The HD Photos application should be smart enough to look at the EXIF data in a photo and automatically rotate it according to the orientation tag. Having to rotate the photos manually is tedious and slow.


----------



## wmcbrine (Aug 2, 2003)

pyTivo does this.

Note that HD Photos is an HME front-end to an HMO back-end. Normally that's TiVo Desktop, but you can pull out HD Photos and point it at pyTivo instead.


----------



## spocko (Feb 4, 2009)

Wmcbrine, thanks for the clarification! It hadn't occurred to me that the HMO server was responsible for automatic rotation. 

I tested the standard SD photo app with pyTivo and HD Photos HME app with Tivo Desktop, and they both do automatic rotation just as I wished! 

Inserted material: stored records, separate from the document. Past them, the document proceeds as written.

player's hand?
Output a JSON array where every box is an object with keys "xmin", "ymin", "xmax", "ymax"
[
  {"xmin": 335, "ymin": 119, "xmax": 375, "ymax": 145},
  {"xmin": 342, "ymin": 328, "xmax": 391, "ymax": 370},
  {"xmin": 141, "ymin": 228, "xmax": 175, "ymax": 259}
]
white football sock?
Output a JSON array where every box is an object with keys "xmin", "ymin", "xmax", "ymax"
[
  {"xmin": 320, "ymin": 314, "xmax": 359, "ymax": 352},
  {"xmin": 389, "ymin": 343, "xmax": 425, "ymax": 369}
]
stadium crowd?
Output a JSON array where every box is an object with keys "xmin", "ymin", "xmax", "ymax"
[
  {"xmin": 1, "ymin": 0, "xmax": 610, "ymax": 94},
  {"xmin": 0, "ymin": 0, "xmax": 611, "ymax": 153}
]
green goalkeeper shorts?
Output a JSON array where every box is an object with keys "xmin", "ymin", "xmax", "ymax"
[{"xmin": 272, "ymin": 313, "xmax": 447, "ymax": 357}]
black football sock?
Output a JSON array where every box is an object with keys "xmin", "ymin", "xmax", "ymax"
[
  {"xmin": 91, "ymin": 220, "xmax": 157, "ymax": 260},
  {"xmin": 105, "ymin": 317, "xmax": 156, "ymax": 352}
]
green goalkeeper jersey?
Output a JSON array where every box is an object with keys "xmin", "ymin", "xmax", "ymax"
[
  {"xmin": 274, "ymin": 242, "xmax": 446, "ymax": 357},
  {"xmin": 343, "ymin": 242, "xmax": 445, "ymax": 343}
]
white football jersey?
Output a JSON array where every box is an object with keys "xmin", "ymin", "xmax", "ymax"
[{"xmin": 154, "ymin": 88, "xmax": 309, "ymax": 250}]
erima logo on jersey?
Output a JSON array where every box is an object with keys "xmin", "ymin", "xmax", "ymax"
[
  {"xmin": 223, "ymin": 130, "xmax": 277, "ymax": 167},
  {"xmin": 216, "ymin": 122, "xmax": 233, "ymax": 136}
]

When I noticed the lack of rotation, I was using the HD Photos app under Galleon. Galleon's own HME photo app doesn't get automatic rotation either. Apparently the Galleon HMO server is the piece that doesn't do automatic rotation. 

TiVo Inc., you guys are off the hook, I'm sorry for the false alarm.

Galleon, you guys are now on the hook, if you feel so inclined.


----------